If the packages are not ready installed on your computer use the
function install.packages(). Then we include the
libraries:
library(eRm)
library(iarm)
library(PP)
library(rms)
library(r2r)
library(splines)
Targeting indicates the degree to which the study population is
outside the target range of the scale items. Using the function
PCM() from the R-package erm we can fix the
mean of item difficulties at zero using the option
sum0 = TRUE. For a well-targeted scale (not too easy, not
too difficult) the mean person locations should then also be around
zero. A positive mean value for person locations indicates that the
sample is located at a higher level than the items, while a negative
value suggests the opposite. If many respondents are at the margins,
then the scale is not properly targeted. Targeting can be verified
graphically and numerically. We will demonstrate both approaches.
Typically, the analysis of the quality of the targeting of the scale
for a population, first compares the mean person ability estimate with
the mean item difficulty. With good targeting both should be close to
zero. We consider the colitis data set containing a sample (N=678) of
cases and controls (variable status) who were interviewed
by nurse or postal questionnaire (variable interv).
Information on gender (variable sex) and a global self
rated health item (variable health) is also included.
We download the data set from the home page and save it in an
R-object called data.
data <- read.table(url("http://publicifsv.sund.ku.dk/~kach/scaleval/colitis.txt"),
header = TRUE)
Let us define a new object items featuring only the
actual items (columns 6-19) and complete cases.
items <- data[, 6:19]
items[items == "."] <- NA
items <- items[complete.cases(items), ]
items <- as.data.frame(sapply(items, as.numeric))
First, we compute the parameter estimates of a PCM using the
PCM() function with sum0 = TRUE.
fit <- PCM(items, sum0 = TRUE)
We extract the difficulty parameter of the items (=Location in
eRm) and calculate the mean and sd.
i.dif <- fit$betapar
mean.dif <- mean(i.dif)
sd.dif <- sd(i.dif)
We find the ability of the persons using the
person.parameter() function and calculate the mean and
sd.
pp <- person.parameter(fit)
abil <- pp$theta.table[, "Person Parameter"]
mean.abil <- mean(abil)
sd.abil <- sd(abil)
We show the rounded mean and sd difficulties and abilities.
summary.targeting <- data.frame(Mean_Difficulty = mean.dif, SD_Difficulty = sd.dif,
Mean_Abilities = mean.abil, SD_Abilities = sd.abil)
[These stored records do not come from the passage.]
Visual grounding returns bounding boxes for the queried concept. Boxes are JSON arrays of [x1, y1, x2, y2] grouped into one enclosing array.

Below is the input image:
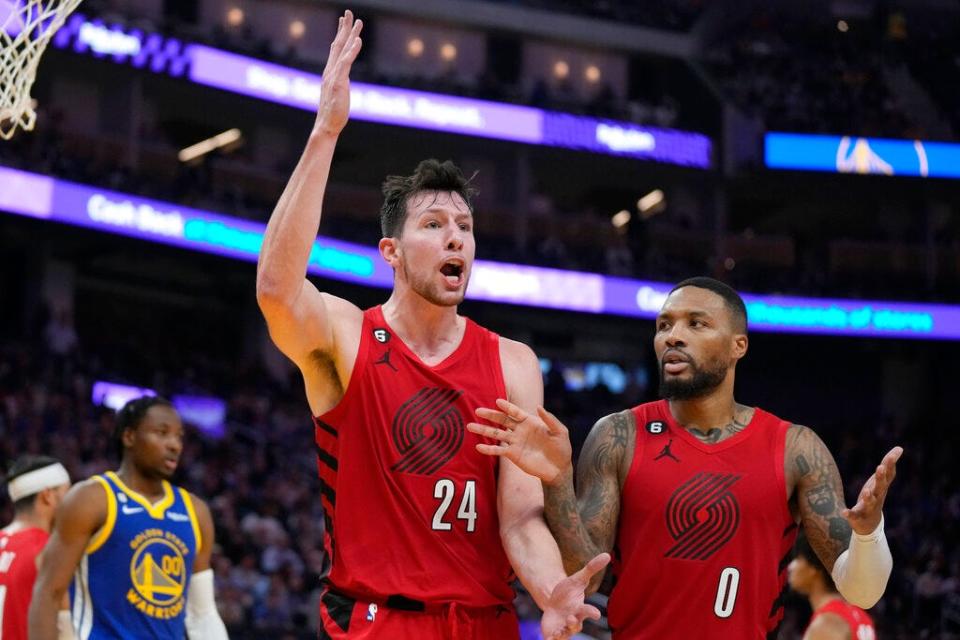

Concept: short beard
[[403, 264, 468, 307], [659, 361, 727, 400]]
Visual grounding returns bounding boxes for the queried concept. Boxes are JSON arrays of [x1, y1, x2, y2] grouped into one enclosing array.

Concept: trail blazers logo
[[664, 473, 741, 560], [391, 387, 464, 475]]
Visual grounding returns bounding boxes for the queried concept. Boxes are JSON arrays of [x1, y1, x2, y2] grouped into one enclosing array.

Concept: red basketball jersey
[[810, 598, 877, 640], [609, 400, 797, 640], [314, 307, 514, 606], [0, 527, 50, 640]]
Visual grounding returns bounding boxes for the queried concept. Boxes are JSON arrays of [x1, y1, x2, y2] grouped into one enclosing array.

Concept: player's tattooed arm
[[544, 411, 636, 592], [784, 424, 851, 571]]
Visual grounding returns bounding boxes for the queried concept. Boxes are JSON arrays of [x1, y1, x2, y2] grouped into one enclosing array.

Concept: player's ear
[[732, 333, 750, 360], [379, 237, 400, 269], [120, 427, 136, 448]]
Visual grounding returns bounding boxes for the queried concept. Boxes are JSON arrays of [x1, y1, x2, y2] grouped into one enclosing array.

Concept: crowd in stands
[[707, 9, 925, 139], [0, 294, 960, 640], [83, 0, 698, 127]]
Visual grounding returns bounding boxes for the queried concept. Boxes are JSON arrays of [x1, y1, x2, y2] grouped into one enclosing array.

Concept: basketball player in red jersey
[[0, 455, 73, 640], [257, 11, 609, 640], [468, 278, 903, 640], [787, 534, 877, 640]]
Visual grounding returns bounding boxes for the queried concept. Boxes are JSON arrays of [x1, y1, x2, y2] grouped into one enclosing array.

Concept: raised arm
[[784, 425, 903, 609], [543, 411, 635, 593], [467, 400, 634, 593], [28, 480, 107, 640], [497, 338, 606, 640], [257, 11, 363, 413]]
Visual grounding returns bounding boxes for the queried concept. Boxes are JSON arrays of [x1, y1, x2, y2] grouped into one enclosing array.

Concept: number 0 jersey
[[314, 306, 513, 607], [609, 400, 797, 640], [70, 471, 202, 640]]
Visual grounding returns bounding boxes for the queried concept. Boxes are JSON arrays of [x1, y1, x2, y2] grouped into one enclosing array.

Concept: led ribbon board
[[0, 167, 960, 340], [52, 14, 711, 169], [764, 133, 960, 178]]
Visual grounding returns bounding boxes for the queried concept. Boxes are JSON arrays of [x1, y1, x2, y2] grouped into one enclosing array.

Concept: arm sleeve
[[57, 609, 77, 640], [187, 569, 228, 640], [831, 516, 893, 609]]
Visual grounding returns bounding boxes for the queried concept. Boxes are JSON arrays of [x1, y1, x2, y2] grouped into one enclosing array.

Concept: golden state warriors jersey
[[70, 471, 202, 640]]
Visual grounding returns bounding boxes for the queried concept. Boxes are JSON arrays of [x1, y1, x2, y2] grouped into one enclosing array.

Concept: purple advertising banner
[[0, 167, 960, 340], [53, 14, 712, 169]]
round(summary.targeting, 3)
Mean_Difficulty SD_Difficulty Mean_Abilities SD_Abilities
1 0 1.816 0.38 1.692
Reliability, in the context of Modern Test Theory, is an estimate of the precision of the person ability estimates. The Person Separation Reliability, calculates the proportion of person variance that is not due to error. The concept of person separation reliability is very similar to reliability indices such as Cronbach’s \(\alpha\). The interpretation of the person separation reliability may vary, but in general it is agreed on that the reliablity is very good if the PSR is close to 1, good if > 0.85 and sufficient if > 0.7.
The PSR reported by most Rasch computer programs is calculated by subtracting the ratio of the sample mean square person measure error (\(MSE_p\)) to the sample person measure variance (\(SD_p^2\)) from one. The formula (Wright and Masters, 1982, p.106) is:
\[PSR=1-\left[\frac{MSE_p}{SD^2_p}\right]\]
The R-package eRm informs about the persons separation
with the function SepRel() which can be applied on the
person.parameter() output.
SepRel(pp)
Separation Reliability: 0.7299
The scale at this stage, has very high reliability.
The function test_prop() in R-package iarm
makes available reliability and also targeting indices:
SepRel() in the R-package eRmWe check the data distribution.
round(test_prop(fit), 3)
Separation Reliability Test difficulty Test target
0.7298994 0.1490000 0.5380000
Test information
2.3132049
Separation Reliability Test difficulty Test target
0.730 0.149 0.538
Test information
2.313
The graphical testing of targeting includes the person item map as
implemented in eRm with the function
plotPImap(), i.e., plots of the distribution of item
difficulty parameters and person ability parameters.
plotPImap(fit, sorted = TRUE)
In the top panel the grey bars form a bar chart showing the distribution of the person locations. Each item has its own line and the item location is shown as a dot. Note that this is different for polytomous items.